Mit Zeichnungen von Gustav Klimt.
Liebesgedichte handeln von Gefühlen, erotische Gedichte von Sinnlichkeit und Körperlichkeit. In den auf dem Markt kursierenden Lyrik-Anthologien ist die Vormacht der Dichter jedoch erdrückend - höchste Zeit und größte Lust, endlich Dichterinnen und Schriftstellerinnen zu Wort kommen zu lassen: Zarte Verse und schnelle Rhythmen. Berührendes, Betörendes und Buhlerisches. Erregendes und Ermunterndes. Sehnsucht und Schwelgerei. Erfüllung und Erleuchtung. Rausch und Romantik. Pure Empfindsamkeit. Herztöne. Überwältigung und Hingabe. Keine Frage: Die auf- und anregendste Lyrik, die zwischen zwei Buchdeckeln Platz finden kann, wurde von Frauen geschrieben.
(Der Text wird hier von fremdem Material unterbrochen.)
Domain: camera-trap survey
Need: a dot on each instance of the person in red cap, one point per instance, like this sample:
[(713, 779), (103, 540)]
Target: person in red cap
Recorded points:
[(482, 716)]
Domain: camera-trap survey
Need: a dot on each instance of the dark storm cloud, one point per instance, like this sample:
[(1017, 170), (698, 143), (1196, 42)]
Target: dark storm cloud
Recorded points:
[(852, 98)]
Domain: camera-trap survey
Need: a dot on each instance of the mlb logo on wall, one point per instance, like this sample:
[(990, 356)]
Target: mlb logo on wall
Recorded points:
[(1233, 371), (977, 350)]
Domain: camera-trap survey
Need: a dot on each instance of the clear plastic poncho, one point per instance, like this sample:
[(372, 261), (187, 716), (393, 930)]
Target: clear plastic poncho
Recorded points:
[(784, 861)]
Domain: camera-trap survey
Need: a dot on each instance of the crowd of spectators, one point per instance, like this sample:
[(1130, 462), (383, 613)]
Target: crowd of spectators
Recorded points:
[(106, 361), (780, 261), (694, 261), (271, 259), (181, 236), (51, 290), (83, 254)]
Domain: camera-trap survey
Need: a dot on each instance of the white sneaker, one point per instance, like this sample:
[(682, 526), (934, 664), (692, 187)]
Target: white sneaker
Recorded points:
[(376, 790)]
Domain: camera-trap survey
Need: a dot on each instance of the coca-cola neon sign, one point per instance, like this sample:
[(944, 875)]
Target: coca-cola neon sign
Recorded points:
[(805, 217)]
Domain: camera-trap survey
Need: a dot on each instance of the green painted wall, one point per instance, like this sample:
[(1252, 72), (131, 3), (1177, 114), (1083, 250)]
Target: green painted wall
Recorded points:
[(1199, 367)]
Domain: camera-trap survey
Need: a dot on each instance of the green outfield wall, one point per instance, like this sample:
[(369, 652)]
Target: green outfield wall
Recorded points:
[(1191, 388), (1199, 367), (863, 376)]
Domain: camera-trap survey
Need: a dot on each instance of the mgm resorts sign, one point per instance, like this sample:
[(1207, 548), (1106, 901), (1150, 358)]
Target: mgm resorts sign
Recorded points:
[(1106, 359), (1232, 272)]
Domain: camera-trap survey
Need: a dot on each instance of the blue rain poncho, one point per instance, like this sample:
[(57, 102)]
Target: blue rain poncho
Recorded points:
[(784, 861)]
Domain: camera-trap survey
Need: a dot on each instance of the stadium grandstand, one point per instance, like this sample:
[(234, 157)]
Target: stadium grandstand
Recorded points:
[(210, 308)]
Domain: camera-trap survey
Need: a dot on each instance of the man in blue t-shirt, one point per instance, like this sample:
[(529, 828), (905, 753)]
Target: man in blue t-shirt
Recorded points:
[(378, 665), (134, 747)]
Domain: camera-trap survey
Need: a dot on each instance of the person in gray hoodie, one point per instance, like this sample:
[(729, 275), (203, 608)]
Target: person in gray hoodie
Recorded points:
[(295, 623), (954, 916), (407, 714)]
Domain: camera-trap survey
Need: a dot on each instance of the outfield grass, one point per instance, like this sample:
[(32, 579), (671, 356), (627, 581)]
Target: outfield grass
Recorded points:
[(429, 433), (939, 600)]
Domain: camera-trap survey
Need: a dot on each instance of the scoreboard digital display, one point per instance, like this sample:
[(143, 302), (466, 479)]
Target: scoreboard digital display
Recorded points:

Dieses Buch ist ein kleines Boudoir - eine Verführung zum Sichzurückziehen, zum ungestörten Lesen und Schauen. Ein literarisches Refugium für alle Leserinnen, die das Leichtsinnige und Leichtherzige lieben, aber auch das Leidenschaftliche der Liebe in all ihren Facetten.
"Ich habe dich erwählt
unter allen Sternen.
Ich bin wach - eine lauschende Blume
im summenden Laub.
Unsere Lippen wollen Honig bereiten,
Unsere schimmernden Nächte sind aufgeblüht.
an dem seligen Glanz deines Leibes
Zündet mein Herz seine Himmel an -
alle meine Träume hängen an deinem Golde,
ich habe dich gewählt unter allen Sternen."